Neu-Ulm sei als „Kompetenzzentrum für Reisebusse“sehr gut aufgestellt. Auch wenn die Entwicklung von Elektrobussen maßgeblich in Mannheim erfolge, sei Neu-Ulm bei Zukunftsthemen nicht abgehängt: Denn hier werden die Themen Autonomes Fahren und Sicherheitsassistenzsysteme koordiniert. 200 Millionen Euro steckt die Daimler-Bussparte bis 2020 in die drei Zukunftsthemen Weiterentwicklung des elektrischen Antriebs, automatisiertes Fahren und Sicherheitssysteme, von denen zwei in Neu-Ulm koordiniert werden.
Die reinen Buskarossen der Busse seien auf dem neusten Stand.

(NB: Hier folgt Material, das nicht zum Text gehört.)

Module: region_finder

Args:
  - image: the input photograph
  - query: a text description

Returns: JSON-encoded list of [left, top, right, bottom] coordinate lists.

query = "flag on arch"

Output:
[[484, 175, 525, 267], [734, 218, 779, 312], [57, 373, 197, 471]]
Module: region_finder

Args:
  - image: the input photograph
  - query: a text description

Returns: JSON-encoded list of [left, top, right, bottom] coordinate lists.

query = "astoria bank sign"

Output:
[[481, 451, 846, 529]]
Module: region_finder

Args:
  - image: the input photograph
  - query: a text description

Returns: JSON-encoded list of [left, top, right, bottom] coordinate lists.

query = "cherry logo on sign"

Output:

Die Innovationen in nächster Zeit würden nicht durch neue Modellreihen, sondern durch zusätzliche Technik bestimmt. Schon jetzt alarmieren in Neu-Ulm entwickelte Notbrems-Assistenten den Fahrer, wenn der vorgegebene Abstand zu einem Hindernis gefährlich unterschritten wird und ein Unfall bei unveränderter Fahrweise unvermeidlich ist. Reagiert dieser nicht, lösen die Systeme selbstständig eine Vollbremsung aus. Eine weiterentwickelte Version erkennt neben vorausfahrenden Fahrzeugen und stehenden Hindernissen jetzt auch Fußgänger. Schritt für Schritt komme so Evobus dem Autonomen Fahren näher.
Immer wichtiger werden aus Sicht von Oberwörder Dienstleistungen als „Rundum-Sorglos-Pakete“. Ein Beispiel: Zusätzliche Sensoren im Bus, schicken online Daten an den Neu-Ulmer Servicestützpunkt. Auf Basis dieser Daten werden je nach Dringlichkeit Handlungsempfehlungen erzeugt. Etwa: „Achtung Kundenservice vorziehen, denn es droht ein Defekt am Keilriemen.“Diese Technik solle sich für die Busunternehmer durch optimale Planbarkeit und höchstmögliche Einsatzbereitschaft der Fahrzeuge auszahlen.
Bis Reisebusse aus Neu-Ulm mit Elektroantrieb fahren, werden allerdings wohl noch ein paar Jahre vergehen, so Oberwörder. Die Batterietechnologie sei noch nicht für lange Überlandfahrten von 700 Kilometern geeignet. Zum Einstieg soll der neue Elektro-Citaro-Stadtbus auch unter ungünstigen Bedingungen gerade einmal 150 Kilometer schaffen, ohne dass er zwischendurch wieder aufgeladen werden muss. Als größtes Problem bei Elektrobussen gilt nicht das Fahren an sich, sondern der Stromverbrauch währenddessen: Heizung im Winter, Kühlung im Sommer, das ständige Auf und Zu der Türen, dazu die Stromversorgung einer immer aufwendiger werdenden Elektronik.